Mon bureau tient dans mon sac à dos,
tout le reste est dans le cloud

Journaliste: Simon Eppenberger | Photographe: Markus Bertschi, Siemens | Magazine: Work in progress – Novembre 2020

Siemens Suisse a opéré une transformation culturelle, qui inclut l’ensemble de ses 5700 collaborateurs. Le CFO Jörn Harde, par ailleurs très attaché aux thèmes du nouveau leadership, de la diversité et de l’inclusion, de l’évolution du poste de travail ainsi que de la « nouvelle normalité », explique comment ce changement a fait ses preuves pendant l’état de situation extraordinaire et comment il contribue à façonner le monde du travail de demain. 

Le bureau de Jörn Harde a de quoi surprendre. Le CFO de Siemens Suisse gère les finances de l’entreprise depuis une petite salle du siège de Zurich – sans utiliser aucun papier. Sur son bureau, pas un dossier, aucun document, pas même un calepin. Seules quelques feuilles sont accrochées au tableau de présentation. Le quadragénaire ne peut réprimer un sourire : « Mon bureau tient dans mon sac à dos, tout le reste est dans le cloud. » Une approche qui est la sienne depuis près de 15 ans, et qui cadre à merveille avec Siemens. 

Ce grand groupe, très actif dans des domaines tels que l’énergie, la technologie du bâtiment, l’industrie, la santé et la mobilité, déploie aussi une vaste stratégie numérique, à l’interne comme à l’externe. La branche « Smart Infrastructure » s’inscrit dans cette démarche. Les bâtiments intelligents répondent aux besoins des propriétaires, exploitants, locataires et utilisateurs. La technologie de Siemens est également présente au siège de Zurich, qui date pourtant de plusieurs décennies. 

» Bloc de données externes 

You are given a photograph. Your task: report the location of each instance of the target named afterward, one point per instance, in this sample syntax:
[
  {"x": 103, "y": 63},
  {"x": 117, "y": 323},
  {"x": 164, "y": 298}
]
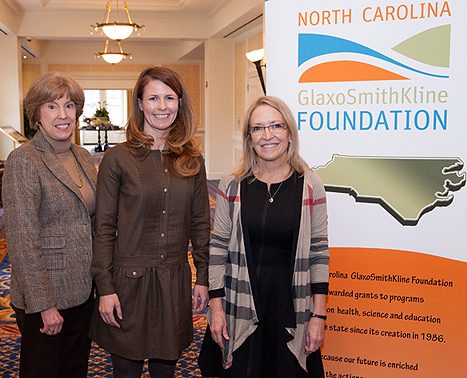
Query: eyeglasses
[{"x": 275, "y": 128}]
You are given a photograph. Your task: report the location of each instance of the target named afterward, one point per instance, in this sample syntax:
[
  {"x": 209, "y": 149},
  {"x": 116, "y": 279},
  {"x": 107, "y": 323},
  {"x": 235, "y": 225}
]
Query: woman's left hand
[
  {"x": 200, "y": 297},
  {"x": 314, "y": 335}
]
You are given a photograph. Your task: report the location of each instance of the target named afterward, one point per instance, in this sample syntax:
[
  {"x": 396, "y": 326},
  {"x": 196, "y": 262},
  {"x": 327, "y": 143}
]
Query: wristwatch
[{"x": 313, "y": 315}]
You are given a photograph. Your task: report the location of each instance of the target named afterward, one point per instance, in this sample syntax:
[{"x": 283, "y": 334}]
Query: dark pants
[
  {"x": 63, "y": 355},
  {"x": 126, "y": 368}
]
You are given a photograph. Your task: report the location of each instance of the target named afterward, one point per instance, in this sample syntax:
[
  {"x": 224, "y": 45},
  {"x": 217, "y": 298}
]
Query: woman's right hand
[
  {"x": 52, "y": 321},
  {"x": 218, "y": 324},
  {"x": 109, "y": 305}
]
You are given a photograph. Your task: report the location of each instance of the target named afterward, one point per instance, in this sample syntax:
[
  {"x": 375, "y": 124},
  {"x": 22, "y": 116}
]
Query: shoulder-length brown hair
[
  {"x": 249, "y": 162},
  {"x": 183, "y": 155},
  {"x": 50, "y": 87}
]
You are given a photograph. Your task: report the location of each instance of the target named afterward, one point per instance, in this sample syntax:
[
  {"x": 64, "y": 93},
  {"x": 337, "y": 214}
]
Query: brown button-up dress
[{"x": 145, "y": 218}]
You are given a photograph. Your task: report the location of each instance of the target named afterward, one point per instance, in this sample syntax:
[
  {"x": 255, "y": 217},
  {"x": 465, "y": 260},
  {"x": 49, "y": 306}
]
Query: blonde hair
[
  {"x": 183, "y": 153},
  {"x": 50, "y": 87},
  {"x": 250, "y": 160}
]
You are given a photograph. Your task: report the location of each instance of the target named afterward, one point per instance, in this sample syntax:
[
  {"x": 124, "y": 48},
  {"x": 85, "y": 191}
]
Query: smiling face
[
  {"x": 270, "y": 147},
  {"x": 159, "y": 104},
  {"x": 58, "y": 118}
]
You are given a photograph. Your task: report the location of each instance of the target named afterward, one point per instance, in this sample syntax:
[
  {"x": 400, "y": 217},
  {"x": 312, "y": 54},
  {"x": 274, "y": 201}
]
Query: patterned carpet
[{"x": 99, "y": 362}]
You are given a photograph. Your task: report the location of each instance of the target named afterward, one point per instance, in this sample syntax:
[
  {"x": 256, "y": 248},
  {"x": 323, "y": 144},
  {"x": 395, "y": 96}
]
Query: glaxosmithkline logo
[{"x": 367, "y": 64}]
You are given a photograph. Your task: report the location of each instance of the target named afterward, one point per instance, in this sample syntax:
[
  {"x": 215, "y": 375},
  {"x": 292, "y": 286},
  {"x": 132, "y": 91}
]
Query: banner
[{"x": 378, "y": 91}]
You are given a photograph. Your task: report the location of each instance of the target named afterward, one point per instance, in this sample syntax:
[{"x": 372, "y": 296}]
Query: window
[{"x": 116, "y": 103}]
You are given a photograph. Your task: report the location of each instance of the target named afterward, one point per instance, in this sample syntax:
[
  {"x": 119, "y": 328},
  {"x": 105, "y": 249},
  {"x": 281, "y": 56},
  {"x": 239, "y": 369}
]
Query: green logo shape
[
  {"x": 431, "y": 46},
  {"x": 405, "y": 187}
]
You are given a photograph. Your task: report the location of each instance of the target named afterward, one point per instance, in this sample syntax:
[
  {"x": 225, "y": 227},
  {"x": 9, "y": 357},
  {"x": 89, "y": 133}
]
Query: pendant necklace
[{"x": 271, "y": 197}]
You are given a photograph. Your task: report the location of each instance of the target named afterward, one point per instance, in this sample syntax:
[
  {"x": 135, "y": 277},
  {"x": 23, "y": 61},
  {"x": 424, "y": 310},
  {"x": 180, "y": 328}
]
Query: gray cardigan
[
  {"x": 48, "y": 228},
  {"x": 228, "y": 268}
]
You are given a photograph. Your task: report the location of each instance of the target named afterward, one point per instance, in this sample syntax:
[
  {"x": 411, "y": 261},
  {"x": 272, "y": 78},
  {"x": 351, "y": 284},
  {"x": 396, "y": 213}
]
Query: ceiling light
[
  {"x": 256, "y": 56},
  {"x": 117, "y": 30},
  {"x": 113, "y": 57}
]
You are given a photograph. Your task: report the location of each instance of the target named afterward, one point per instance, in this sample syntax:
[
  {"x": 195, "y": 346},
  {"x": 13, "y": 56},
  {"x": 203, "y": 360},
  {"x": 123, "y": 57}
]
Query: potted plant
[{"x": 101, "y": 112}]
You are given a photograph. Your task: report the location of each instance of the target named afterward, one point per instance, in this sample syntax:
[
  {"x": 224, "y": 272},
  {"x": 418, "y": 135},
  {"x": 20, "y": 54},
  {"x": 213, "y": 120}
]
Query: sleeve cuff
[
  {"x": 217, "y": 293},
  {"x": 320, "y": 288}
]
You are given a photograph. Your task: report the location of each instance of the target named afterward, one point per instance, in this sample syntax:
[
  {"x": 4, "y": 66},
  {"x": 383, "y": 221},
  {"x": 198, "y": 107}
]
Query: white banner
[{"x": 378, "y": 90}]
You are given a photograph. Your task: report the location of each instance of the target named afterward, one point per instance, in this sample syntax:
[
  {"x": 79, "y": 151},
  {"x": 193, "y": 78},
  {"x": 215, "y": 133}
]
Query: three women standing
[
  {"x": 49, "y": 201},
  {"x": 151, "y": 201}
]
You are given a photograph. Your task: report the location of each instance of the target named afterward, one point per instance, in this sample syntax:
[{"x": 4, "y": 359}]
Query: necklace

La consommation d’énergie a pu y être nettement réduite grâce à la gestion intelligente du bâtiment et les collaborateurs bénéficient partout d’un réseau wifi rapide et sécurisé. Ce réseau qui relie tous les sites de Siemens et le personnel permet aussi d’accéder rapidement aux données internes confidentielles au moyen de cartes électroniques et d’authentifications. Le système est si stable et sûr que le CFO signe 98 % des documents par voie numérique. « Les 2 % restants sont des contrats qui, pour des raisons juridiques, doivent exister au format papier », précise-t-il.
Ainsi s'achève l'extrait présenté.